Media Appearance and Eductional Debt
First, I want to thank Fatima Ashraf of Radio Tahrir for interviewing me this past week for Pacifica Radio’s Informed Dissent series. We did a brief interview on Proposal 2 and how it’s been swept under the rug in light of the “Democratic Sweep.” You can find it on the Nov 18th in part one about half way through.
Last night I was reading and talking to one of my boys and I told him I was reading about the achievement gap. To which he responded, “You love to read about that ish.” Which I do, it’s the motivation for my research. While we talked I lamented over not really learning anything “new” from most publications on it. He responded, “Well if you’re going to publish on it, why don’t you just write the book that someone’s going to write in 25 years. Just say it (the achievement gap) ain’t going no where.” While on the face this remark is fatalistic, I think he’s actually right on. I was further confirmed of this when I woke up and finally read through Gloria Ladson-Billings’ 2006 American Educational Research Association’s Presidential Address. The talk was entitled “From the Achievement Gap to the Education Debt: Understanding Achievement in U.S. Schools.” The talk is really amazing and I encourage you read it, it’s a little longer than most things that I link to, but well worth it. Or you can watch it here.
She uses economics to discuss educational inequality but not in predictable ways. She uses economics to talk about people.
I am arguing that our focus on the achievement gap is akin to a
focus on the budget deficit, but what is actually happening to
African American and Latina/o students is really more like the
national debt.
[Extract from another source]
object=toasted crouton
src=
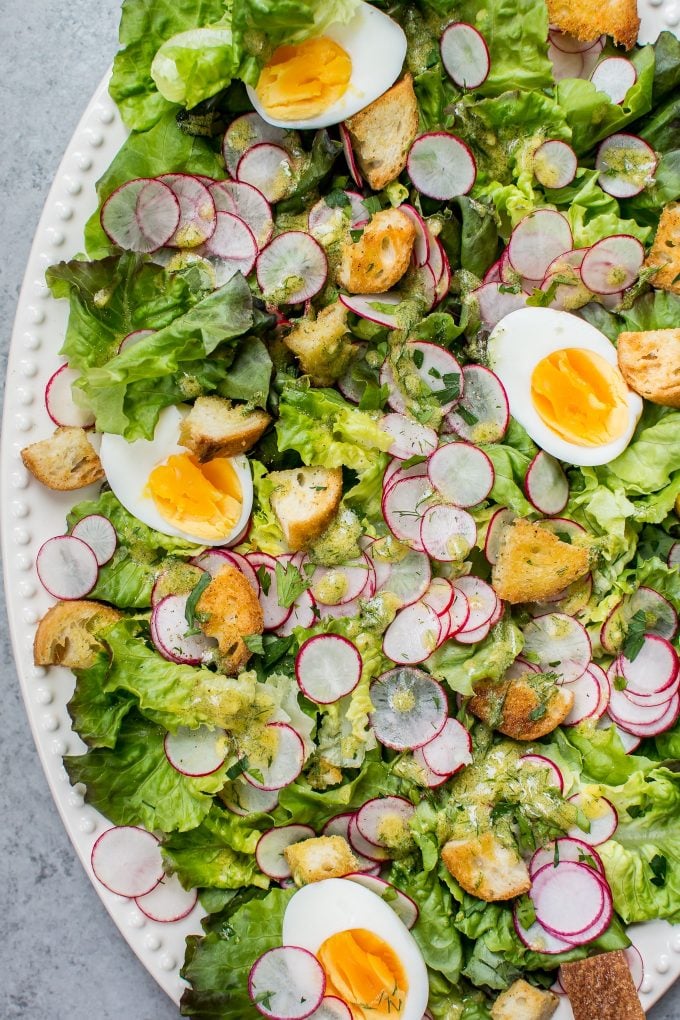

We do not have an achievement gap; we have an
education debt.
The talk is based on the idea that we do not know what really causes the narrowing of the gap.
However, when we begin looking at the construction and compilation
of what I have termed the education debt, we can better
understand why an achievement gap is a logical outcome. I am
arguing that the historical, economic, sociopolitical, and moral
decisions and policies that characterize our society have created an
education debt.
She powerfully weaves a narrative of black, brown, yellow and red children’s cumulative educational disadvantage. She makes powerful policy metaphors from Plessy v. Ferguson, Brown v. Board of Ed, the Voting Rights Acts all the way to the responses to Hurricane Katrina. She leaves us with fertile ground to start our work toward improving children’s lives and opportunities. I can’t encourage you enough to read it, it gives a richer context to discussions of the pursuit of educational and social inequality.